「うん、そうしようか」
旅先で出会った人と仲良くなるというのも、人生の輝ける一ページだ。
ただ旅行は移動が疲れるという問題がある。
しかし俺には空飛ぶベッドがあるのだ。
寝たまま旅行できるという寝具。いや神具!
この調子で見聞を広げれば、俺の人生はとても有意義なものになるだろう。
「テツヤさん。いつまでベッドの上にいるんですか?」
先に着席したアリアが、首を傾げながら俺を見る。
「いや。出来るだけ少ない歩数で椅子に辿り着く方法を考えていたんだ」
「……それ、逆にめんどくさいじゃないですか!」
「俺もそう思ったところ」
観念した俺は、普通に椅子まで歩いて行った。
【レベル808になりました】
【空中浮遊を習得しました】
なに、空中浮遊だって!?
グータラが捗る!
あとで試してみよう!
いや、しかし。
前、アリアに「生涯を武に捧げてもレベル100に到れるか否か」という話を聞いたけど。
俺、その八倍になってしまった。
この強さ、何に使おう?
というか、強敵が出てこないから、いまいち強くなった気がしない。
まあ、楽ちんでいいけどね。
「店員さん。
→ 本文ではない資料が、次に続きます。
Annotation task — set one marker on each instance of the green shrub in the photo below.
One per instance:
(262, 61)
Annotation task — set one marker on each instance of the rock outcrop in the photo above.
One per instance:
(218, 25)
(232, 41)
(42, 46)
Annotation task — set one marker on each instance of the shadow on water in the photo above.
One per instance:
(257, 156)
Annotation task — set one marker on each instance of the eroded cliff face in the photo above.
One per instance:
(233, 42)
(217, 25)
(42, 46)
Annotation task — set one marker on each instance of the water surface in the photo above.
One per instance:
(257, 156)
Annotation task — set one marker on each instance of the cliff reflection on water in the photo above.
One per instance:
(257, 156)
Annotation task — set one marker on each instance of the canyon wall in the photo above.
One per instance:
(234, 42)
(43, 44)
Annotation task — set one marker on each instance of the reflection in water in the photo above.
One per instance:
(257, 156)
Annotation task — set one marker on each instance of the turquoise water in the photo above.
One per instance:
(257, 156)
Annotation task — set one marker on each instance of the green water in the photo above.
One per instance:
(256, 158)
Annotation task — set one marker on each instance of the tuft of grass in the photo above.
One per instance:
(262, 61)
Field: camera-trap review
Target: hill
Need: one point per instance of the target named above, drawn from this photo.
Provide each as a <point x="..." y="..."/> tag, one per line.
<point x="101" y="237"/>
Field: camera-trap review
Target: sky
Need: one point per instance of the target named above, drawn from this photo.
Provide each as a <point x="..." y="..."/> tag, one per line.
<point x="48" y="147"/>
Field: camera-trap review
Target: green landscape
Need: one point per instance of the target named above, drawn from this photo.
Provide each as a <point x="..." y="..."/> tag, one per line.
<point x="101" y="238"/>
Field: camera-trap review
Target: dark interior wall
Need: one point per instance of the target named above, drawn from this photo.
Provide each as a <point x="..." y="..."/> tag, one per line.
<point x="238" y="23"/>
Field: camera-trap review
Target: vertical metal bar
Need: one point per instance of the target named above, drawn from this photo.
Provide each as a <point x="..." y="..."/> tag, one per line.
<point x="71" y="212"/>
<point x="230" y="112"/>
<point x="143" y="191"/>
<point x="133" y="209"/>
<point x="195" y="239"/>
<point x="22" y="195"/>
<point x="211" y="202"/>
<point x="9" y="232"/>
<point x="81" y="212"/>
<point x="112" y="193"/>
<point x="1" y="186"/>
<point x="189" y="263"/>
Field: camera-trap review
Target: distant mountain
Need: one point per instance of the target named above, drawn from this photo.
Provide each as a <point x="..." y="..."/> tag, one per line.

これと同じエビください」
ミミリィが早速ウエイターを呼びつけ、ロゼッタさんの皿を指差して注文する。
「では、私はカニを!」
「皆、注文決めるの早いなぁ。俺は何にしよう」
ウニが食べたいのだが、今は五月。季節外れだ。
ここはオシャレに決めよう。
「タコのガーリックカルパッチョと、サーモンのマリネをください」
「テツヤさん、何か格好いいものを注文してます! 私も見習って白身魚のレモンクリーム煮というのを追加します!」
「私はエビをひたすら食べたい」
アリアは意識高い系な一面を見せた。
ミミリィは欲望に忠実だ。
「キミたちは随分と元気だな。しかしいくら元気でも、海で遊ぶのはやはり感心しないぞ。明日は控えてくれ。私の心臓が保たない」
ロゼッタさんは深刻そうに言った。
この人もしかして、俺たちのことをずっと見守ってくれていたのかな?
やはり優しい人だ。
「テツヤさん。明日は海に入らず、砂浜で遊ぶことにしましょう」
アリアもロゼッタの優しさを察したらしく、そう提案してきた。
海に入らなくても、砂遊びとかビーチバレーとか、いくらでも楽しむ方法はある。
あと昼寝とか。
ロゼッタさんのために、明日は一生懸命グータラしよう。